The inner surface of circular clamps has positive electrostatic potential that favors enclosure of duplex DNA within the ring. Beyond this topological linkage, the role of direct contacts between clamps and DNA and how they might influence clamp position, movement and interaction with other proteins has been the subject of structural and computational studies in recent years. The reports all indicate that specific interactions between cationic residues and the phosphodiester backbone tilt the clamp relative to the DNA axis, affecting its orientation and sliding on the duplex, which in turn might affect the positions and functions of proteins bound to the clamp (1, 27, 28, 39–41). The finding that Sulfolobus solfataricus Rad9-Rad1-Hus1 clamp (9-1-1) can bind DNA ligase, DNA polymerase, and FEN1 simultaneously (42), and a crystal structure of three human flap endonuclease molecules (FEN1) bound to one PCNA clamp (43) support the hypothesis that up to three proteins can bind a trimeric clamp and wait their turn to act on DNA. A recent EM and MD analysis of human FEN1-PCNA and FEN1-9-1-1 binary complexes indicates highly flexible linkage between the proteins in the absence of DNA, allowing them to adopt different relative orientations (28).
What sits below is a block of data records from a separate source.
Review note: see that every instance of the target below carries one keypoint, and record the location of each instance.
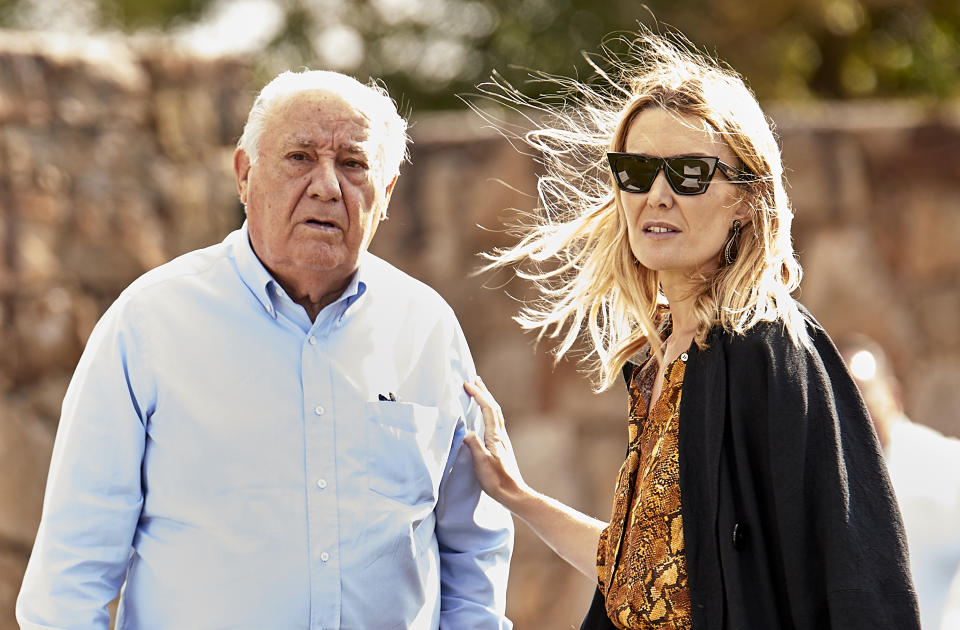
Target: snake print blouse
(641, 563)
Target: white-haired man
(267, 433)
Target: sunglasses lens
(634, 173)
(690, 175)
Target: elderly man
(268, 433)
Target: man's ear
(386, 196)
(241, 168)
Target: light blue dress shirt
(232, 464)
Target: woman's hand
(494, 461)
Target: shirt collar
(251, 270)
(262, 284)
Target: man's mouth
(326, 225)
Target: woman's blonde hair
(575, 249)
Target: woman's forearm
(573, 535)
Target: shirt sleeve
(474, 532)
(93, 495)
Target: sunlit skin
(679, 236)
(314, 196)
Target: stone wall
(115, 158)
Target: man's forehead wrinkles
(359, 146)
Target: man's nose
(324, 183)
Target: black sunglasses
(687, 174)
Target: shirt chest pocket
(406, 451)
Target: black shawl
(790, 521)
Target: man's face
(316, 192)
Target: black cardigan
(789, 518)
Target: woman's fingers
(493, 422)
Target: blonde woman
(753, 494)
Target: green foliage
(133, 14)
(428, 51)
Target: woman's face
(679, 235)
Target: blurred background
(117, 125)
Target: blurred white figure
(924, 467)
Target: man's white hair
(373, 101)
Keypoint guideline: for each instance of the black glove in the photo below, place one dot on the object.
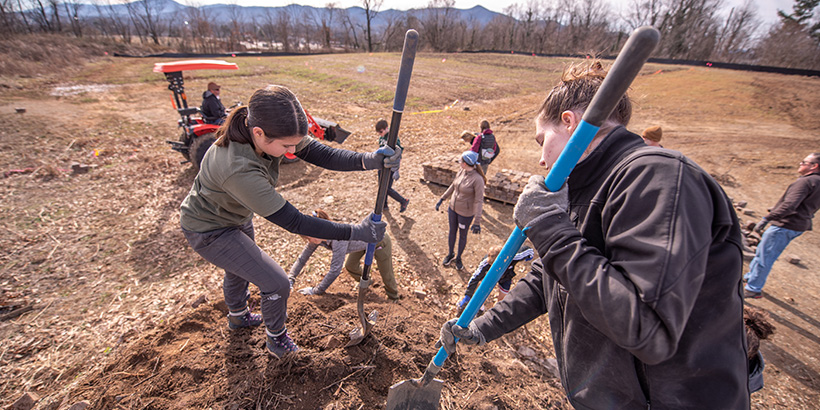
(450, 330)
(536, 201)
(761, 226)
(384, 157)
(368, 231)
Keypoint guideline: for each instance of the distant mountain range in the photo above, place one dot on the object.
(223, 13)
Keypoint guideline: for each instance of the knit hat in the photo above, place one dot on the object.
(469, 157)
(653, 133)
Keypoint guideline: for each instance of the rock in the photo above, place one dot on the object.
(25, 402)
(82, 405)
(526, 351)
(77, 169)
(200, 300)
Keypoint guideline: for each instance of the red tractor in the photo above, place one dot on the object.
(197, 136)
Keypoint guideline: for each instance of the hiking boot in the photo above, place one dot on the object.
(748, 294)
(280, 345)
(238, 320)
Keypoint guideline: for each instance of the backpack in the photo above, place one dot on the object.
(487, 148)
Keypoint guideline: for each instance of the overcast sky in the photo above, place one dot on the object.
(767, 9)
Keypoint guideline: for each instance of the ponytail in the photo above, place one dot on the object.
(235, 128)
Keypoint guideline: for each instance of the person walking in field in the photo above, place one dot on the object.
(382, 127)
(237, 179)
(467, 192)
(639, 269)
(354, 250)
(790, 217)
In the DNA-bound ternary complexes, however, the proteins are stabilized in one orientation with tilted DNA passing through the clamp and into the FEN1 active site. The authors suggested that contacts with PCNA help anchor DNA and, consequently, FEN1 in a conformation that enables catalysis (28). The importance of direct clamp-DNA contacts seems such that mutating even one of the nine arginine/lysine residues per human PCNA monomer to alanine prevents polymerase δ from initiating processive DNA synthesis (3). Moreover, structural alignments of diverse clamps such as E. coli β and Pyrococcus furiosus, S. cerevisiae, and human PCNA show high positional conservation among these residues, indicating sustained functional significance through evolution.
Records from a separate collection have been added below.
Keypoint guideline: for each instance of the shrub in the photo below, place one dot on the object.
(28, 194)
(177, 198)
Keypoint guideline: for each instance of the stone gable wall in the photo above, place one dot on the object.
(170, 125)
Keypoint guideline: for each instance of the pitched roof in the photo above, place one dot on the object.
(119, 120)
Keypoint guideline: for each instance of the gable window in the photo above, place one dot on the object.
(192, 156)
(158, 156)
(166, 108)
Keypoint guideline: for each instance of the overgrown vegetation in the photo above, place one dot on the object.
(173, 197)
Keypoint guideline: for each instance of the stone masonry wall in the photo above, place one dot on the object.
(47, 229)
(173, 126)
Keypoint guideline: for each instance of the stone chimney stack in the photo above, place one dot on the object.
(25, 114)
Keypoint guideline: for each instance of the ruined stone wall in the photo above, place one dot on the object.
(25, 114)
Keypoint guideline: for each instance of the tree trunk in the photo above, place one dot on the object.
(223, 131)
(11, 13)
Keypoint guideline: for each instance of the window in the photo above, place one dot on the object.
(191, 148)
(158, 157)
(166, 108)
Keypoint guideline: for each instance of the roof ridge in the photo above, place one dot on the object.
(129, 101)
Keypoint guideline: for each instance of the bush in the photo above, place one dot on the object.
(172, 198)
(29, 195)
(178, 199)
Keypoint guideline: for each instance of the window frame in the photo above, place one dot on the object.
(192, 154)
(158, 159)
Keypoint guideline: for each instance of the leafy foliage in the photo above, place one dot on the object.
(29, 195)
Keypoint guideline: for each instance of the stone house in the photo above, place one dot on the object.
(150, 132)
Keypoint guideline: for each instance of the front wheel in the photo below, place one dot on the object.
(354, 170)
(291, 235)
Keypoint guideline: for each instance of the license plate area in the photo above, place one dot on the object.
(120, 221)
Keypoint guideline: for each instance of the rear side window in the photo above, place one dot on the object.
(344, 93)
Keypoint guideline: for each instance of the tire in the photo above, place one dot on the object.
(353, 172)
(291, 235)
Detailed understanding of the RFC-catalyzed PCNA loading mechanism enabled us to test whether and how a specific contact between clamp and DNA might influence the actions of another protein that works with the clamp on DNA, in this case the clamp loader. The assessment is complicated by the fact that the other protein also binds DNA. In case of clamp loaders, the central chamber of the five-subunit complex presents a large DNA binding surface (Fig. 1, A and B) (8–10); hence, we did not anticipate substantive reduction in the DNA binding affinity of RFC-ATP-PCNA complex on removal of a single cationic residue in PCNA (supplemental Fig. S1A). The steady state RFC ATPase rate was also not expected to be informative, because the kcat values are similar with or without PCNA (18) and may be limited by events that are independent of PCNA-DNA interaction. However, with knowledge of kinetic and thermodynamic parameters governing distinct steps in the clamp loading reaction (17, 18), it was possible to directly measure any consequences of disrupting PCNA-DNA contacts on events related to DNA binding and release in the reaction. It was necessary to examine the cationic residues individually because of the unresolved question of why the loss of any one of them in human PCNA results in a nearly complete loss of processive DNA replication (3). S. cerevisiae PCNA has nine arginines/lysines in the same positions as in human PCNA (Fig. 1D). We mutated a subset of six of these to alanine (Arg-14, Lys-20, Arg-80, Lys-146, Arg-149, and Lys-217) and measured the impact on the clamp loading mechanism.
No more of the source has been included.